The Nobel Prizes were established by the foundation Alfred Nobel funded at his death.

In 1896, Alfred Nobel, the Swedish industrialist and inventor of dynamite, bequeathed his fortune to a foundation to create an annual prize for person "who, during the preceding year, shall have conferred the greatest benefit on mankind." Nobel's will specified prizes in physics, chemistry, physiology/medicine, literature and peace. These were first awarded in 1901.
Note that there were no prizes for economics; economics not being regarded – even today – as one of the “hard” sciences.
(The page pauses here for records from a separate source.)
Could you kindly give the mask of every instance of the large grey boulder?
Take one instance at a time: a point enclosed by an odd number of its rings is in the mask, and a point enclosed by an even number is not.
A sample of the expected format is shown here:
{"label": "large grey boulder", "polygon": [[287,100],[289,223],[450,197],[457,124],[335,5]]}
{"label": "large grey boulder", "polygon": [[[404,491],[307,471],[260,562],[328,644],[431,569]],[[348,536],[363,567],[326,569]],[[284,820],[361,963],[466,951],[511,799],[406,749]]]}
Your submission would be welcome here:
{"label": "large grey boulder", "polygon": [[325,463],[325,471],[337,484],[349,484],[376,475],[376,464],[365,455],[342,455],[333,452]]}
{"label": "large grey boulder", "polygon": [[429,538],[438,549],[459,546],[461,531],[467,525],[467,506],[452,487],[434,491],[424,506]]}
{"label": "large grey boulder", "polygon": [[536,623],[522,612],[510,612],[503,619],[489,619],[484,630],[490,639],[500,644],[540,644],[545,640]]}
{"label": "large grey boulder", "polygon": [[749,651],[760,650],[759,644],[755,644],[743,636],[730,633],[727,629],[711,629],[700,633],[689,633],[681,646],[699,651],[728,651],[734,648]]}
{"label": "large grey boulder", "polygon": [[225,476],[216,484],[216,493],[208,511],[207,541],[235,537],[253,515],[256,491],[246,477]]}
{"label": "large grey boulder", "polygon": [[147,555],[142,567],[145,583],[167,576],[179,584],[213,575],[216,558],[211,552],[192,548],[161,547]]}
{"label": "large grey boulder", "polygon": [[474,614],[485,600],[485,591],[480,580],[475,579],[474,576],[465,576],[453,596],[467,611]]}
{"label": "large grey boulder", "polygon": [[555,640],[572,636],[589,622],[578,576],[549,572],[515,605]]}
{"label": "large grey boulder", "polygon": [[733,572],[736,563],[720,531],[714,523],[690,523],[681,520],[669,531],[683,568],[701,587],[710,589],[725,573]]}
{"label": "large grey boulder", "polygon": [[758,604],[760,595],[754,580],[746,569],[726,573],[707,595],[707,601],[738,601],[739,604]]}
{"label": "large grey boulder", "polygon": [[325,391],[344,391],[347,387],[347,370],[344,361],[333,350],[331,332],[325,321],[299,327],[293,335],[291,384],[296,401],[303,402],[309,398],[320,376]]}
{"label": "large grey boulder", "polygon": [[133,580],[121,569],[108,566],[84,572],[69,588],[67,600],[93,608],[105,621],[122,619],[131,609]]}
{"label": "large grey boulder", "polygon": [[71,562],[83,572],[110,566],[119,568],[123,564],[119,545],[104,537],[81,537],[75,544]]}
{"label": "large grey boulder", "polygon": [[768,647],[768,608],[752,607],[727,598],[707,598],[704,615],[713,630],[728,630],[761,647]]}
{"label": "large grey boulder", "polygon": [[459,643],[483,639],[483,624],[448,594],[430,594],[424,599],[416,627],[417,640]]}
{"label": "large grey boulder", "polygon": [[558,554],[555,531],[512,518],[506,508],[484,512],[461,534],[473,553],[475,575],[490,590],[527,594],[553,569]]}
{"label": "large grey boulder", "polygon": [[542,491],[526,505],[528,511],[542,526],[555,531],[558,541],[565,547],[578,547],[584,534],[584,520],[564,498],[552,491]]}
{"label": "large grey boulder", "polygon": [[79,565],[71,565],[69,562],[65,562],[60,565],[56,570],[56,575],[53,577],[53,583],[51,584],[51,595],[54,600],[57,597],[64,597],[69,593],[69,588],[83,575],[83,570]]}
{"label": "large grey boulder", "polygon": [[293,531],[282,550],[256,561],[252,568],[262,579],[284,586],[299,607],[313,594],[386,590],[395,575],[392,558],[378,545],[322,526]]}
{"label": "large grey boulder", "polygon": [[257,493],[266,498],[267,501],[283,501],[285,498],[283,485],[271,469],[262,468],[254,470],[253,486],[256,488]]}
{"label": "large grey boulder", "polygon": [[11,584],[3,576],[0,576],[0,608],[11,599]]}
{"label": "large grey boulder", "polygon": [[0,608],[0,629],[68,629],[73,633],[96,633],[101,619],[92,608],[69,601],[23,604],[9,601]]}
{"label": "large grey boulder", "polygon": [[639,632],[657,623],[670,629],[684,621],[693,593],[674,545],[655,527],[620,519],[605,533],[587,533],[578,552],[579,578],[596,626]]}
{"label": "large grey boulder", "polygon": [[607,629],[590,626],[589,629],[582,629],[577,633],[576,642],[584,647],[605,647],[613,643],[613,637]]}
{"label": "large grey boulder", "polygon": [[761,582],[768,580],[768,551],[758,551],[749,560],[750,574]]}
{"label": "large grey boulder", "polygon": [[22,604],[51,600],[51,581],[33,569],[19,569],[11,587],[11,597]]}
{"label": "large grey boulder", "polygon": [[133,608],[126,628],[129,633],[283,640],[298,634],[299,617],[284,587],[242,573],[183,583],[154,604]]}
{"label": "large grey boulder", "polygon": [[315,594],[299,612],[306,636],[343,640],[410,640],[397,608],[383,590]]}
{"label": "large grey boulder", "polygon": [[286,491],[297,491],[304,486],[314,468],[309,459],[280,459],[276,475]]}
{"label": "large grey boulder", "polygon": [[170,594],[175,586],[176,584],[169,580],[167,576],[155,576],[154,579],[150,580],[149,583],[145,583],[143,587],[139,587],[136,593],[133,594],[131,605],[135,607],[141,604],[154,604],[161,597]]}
In 1969, the Swedish central bank (Sveriges Riskbank) established a prize known as the "Bank of Sweden Prize in Economic Sciences in Memory of Alfred Nobel", which is commonly shortened to the Nobel Memorial Prize. The Nobel Memorial Prize has a similar procedure of award selection (by the Royal Swedish Academy of Sciences) as the original Nobel prizes. It also disburses the same monetary amounts and shares in the formal ceremony.

This may be nitpicking, but there are a lot of nits to pick with the Nobel and Nobel Memorial Prizes. The primary one is that the awards are often given, not as recognition for outstanding achievement, but to move an agenda in the direction that the Nobel committee deems desirable … which fully explains its award to Barack Obama.